Юник
Израиль. 1998 год.
В какой-то момент я подумал, что еду слишком быстро, но тут же обратил внимание на то, что все вокруг едут еще быстрее – справа и слева буквально пролетают обгоняющие меня машины, чиркая шинами на запредельной скорости, с огнями фар, чертящими сплошную огненную полосу. Вдруг я увидел, что стрелка спидометра показывает только сорок пять, и тут меня пробил холодный пот: сейчас два сорок пять ночи, а я еду совершенно обкуренный в среднем ряду трехполосного шоссе. И хотя мне самому скорость кажется запредельной – настолько, что едва удается удерживать руль двумя руками, чтобы ехать прямо, – на самом деле я едва плетусь.
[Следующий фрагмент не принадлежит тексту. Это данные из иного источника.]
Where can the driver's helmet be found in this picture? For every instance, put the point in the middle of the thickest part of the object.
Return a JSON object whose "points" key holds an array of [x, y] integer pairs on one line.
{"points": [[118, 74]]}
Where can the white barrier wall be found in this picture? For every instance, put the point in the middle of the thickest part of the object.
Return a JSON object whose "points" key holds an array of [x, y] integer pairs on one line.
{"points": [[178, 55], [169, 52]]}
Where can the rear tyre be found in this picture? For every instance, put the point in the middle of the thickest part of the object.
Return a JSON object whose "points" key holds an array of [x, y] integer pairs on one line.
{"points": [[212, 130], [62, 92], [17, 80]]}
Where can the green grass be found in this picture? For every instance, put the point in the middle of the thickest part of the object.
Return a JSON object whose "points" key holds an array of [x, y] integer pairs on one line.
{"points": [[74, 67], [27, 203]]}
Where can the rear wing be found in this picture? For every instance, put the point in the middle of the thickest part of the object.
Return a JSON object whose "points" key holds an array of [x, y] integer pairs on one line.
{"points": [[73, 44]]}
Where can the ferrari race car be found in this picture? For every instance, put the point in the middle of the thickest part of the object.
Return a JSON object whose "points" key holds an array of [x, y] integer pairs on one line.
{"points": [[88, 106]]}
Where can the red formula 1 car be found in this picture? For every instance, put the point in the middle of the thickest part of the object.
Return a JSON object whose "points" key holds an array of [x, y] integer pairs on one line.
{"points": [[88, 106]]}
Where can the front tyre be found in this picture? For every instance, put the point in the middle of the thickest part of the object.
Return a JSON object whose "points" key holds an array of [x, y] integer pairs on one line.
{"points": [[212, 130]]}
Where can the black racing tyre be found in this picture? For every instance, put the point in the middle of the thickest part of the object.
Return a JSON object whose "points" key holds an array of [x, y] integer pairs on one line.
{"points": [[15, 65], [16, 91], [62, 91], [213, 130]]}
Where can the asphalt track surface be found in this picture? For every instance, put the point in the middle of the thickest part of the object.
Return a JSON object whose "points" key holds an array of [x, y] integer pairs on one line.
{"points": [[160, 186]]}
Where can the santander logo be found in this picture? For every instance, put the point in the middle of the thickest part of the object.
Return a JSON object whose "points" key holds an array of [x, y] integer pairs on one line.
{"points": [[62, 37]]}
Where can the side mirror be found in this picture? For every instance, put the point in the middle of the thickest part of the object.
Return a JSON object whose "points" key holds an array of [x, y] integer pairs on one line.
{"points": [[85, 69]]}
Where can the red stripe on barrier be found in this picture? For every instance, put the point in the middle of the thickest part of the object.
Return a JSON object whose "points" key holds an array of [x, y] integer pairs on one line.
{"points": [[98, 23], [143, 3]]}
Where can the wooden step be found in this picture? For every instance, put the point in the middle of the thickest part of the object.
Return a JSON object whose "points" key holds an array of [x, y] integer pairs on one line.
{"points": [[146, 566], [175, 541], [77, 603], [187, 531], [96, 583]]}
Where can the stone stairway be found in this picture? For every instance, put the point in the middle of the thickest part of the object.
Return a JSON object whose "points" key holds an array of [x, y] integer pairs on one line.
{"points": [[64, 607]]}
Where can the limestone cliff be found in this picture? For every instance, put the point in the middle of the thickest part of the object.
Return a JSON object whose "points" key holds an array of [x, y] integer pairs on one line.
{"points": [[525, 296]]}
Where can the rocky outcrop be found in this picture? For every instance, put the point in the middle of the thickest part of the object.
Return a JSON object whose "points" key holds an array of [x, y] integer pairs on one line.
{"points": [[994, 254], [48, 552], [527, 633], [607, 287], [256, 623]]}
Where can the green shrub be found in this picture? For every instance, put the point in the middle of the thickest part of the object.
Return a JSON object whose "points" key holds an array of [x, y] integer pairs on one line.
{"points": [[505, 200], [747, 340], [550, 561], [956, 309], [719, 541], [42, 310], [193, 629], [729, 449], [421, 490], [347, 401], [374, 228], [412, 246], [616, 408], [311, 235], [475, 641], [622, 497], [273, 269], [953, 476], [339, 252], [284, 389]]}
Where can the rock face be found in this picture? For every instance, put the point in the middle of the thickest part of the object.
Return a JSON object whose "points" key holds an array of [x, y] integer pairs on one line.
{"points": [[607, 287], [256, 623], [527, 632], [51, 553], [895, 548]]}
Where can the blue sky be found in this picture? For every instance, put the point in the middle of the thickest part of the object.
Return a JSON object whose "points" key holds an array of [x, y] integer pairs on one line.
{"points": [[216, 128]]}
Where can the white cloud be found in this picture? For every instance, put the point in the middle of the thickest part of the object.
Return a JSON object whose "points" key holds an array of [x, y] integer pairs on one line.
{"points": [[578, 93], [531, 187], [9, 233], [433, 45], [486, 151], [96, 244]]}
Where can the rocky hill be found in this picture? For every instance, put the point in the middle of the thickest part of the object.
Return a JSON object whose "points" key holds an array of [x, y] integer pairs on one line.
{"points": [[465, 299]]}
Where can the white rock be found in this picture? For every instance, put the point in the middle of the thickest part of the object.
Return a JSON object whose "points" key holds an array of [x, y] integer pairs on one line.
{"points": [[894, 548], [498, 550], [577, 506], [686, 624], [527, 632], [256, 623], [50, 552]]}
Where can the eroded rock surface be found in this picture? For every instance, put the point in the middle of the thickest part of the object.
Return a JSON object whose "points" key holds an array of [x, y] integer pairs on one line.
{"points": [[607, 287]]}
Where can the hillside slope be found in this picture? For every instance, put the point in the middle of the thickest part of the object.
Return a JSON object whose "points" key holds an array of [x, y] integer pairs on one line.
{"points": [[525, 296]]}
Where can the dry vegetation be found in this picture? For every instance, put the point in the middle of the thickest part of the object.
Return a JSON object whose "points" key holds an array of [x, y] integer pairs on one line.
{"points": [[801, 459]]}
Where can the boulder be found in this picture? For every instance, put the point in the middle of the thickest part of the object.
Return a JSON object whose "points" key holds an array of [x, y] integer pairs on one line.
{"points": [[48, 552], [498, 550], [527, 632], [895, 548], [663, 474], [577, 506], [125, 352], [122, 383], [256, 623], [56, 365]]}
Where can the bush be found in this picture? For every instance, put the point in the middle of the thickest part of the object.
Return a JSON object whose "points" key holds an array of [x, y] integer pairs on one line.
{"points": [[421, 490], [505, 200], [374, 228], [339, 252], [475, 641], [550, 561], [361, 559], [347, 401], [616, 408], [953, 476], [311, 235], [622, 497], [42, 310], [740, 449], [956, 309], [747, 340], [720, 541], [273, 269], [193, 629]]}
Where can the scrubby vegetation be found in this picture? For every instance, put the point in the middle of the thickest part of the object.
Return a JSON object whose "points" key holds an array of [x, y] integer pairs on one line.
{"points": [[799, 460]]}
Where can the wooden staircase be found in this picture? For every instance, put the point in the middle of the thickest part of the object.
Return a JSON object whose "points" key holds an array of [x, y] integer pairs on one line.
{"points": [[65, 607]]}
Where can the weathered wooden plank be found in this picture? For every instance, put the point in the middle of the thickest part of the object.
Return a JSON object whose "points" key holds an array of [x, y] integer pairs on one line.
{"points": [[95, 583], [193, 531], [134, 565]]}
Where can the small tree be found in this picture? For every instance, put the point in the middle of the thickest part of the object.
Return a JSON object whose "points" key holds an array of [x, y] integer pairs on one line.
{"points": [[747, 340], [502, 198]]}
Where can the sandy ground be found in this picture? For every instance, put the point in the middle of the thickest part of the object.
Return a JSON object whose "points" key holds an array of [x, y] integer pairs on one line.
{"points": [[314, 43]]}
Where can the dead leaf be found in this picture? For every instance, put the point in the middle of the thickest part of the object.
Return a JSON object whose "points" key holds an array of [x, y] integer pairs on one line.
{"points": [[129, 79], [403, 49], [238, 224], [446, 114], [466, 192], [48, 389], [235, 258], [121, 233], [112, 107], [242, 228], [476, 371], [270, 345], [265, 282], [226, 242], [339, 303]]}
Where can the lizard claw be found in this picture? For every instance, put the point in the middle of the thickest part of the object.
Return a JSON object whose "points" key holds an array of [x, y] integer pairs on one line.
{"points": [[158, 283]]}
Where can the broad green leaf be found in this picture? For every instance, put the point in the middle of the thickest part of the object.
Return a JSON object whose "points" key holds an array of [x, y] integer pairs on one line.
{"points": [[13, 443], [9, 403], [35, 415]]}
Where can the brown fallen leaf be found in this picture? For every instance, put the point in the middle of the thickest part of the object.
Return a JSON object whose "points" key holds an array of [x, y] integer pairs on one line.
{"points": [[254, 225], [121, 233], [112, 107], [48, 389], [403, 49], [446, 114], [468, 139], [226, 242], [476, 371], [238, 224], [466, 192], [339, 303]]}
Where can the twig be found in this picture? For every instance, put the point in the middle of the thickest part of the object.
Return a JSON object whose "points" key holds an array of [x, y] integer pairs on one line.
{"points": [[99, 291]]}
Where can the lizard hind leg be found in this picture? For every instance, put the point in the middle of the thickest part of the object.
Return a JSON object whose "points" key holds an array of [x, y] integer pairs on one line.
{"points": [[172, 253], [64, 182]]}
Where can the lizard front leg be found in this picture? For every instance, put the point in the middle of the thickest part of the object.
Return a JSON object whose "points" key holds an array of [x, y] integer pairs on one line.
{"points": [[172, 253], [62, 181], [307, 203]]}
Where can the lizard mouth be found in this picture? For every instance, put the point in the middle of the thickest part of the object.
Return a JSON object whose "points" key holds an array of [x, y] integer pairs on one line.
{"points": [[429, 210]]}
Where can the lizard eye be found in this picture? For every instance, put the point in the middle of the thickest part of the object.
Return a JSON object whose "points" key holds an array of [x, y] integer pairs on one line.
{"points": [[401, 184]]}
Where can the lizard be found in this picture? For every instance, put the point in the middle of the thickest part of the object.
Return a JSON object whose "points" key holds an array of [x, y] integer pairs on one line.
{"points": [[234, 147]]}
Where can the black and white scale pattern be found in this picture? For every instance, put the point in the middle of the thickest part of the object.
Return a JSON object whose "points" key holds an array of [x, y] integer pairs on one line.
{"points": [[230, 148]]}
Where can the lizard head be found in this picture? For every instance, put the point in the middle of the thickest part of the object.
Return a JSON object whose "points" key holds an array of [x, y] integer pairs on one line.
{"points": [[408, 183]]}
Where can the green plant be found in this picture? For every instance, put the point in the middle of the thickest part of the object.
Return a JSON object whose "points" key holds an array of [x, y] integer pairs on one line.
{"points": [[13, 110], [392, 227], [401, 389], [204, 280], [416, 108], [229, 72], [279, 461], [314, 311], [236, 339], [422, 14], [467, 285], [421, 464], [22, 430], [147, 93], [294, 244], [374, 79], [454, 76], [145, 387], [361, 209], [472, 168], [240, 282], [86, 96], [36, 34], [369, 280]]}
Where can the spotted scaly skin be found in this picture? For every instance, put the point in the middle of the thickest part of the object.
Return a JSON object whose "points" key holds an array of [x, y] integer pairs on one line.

Подумал, что стараюсь ехать в точности как при проверке уровня алкоголя в крови водителя, когда полицейский просит пройти прямо десяток метров. Ассоциация про алкогольный тест, видимо, возникла не зря – мне еще минут пятнадцать ехать до общежития, я не пристегнут, и в двухстах метрах от меня из припаркованной справа у обочины полицейской машины, как в замедленном кино, выходит мужчина в голубых штанах и рубашке и машет, призывая остановиться. К своему ужасу, вспоминаю, что в нагрудном кармане рубашки лежит еще один нетронутый джойнт.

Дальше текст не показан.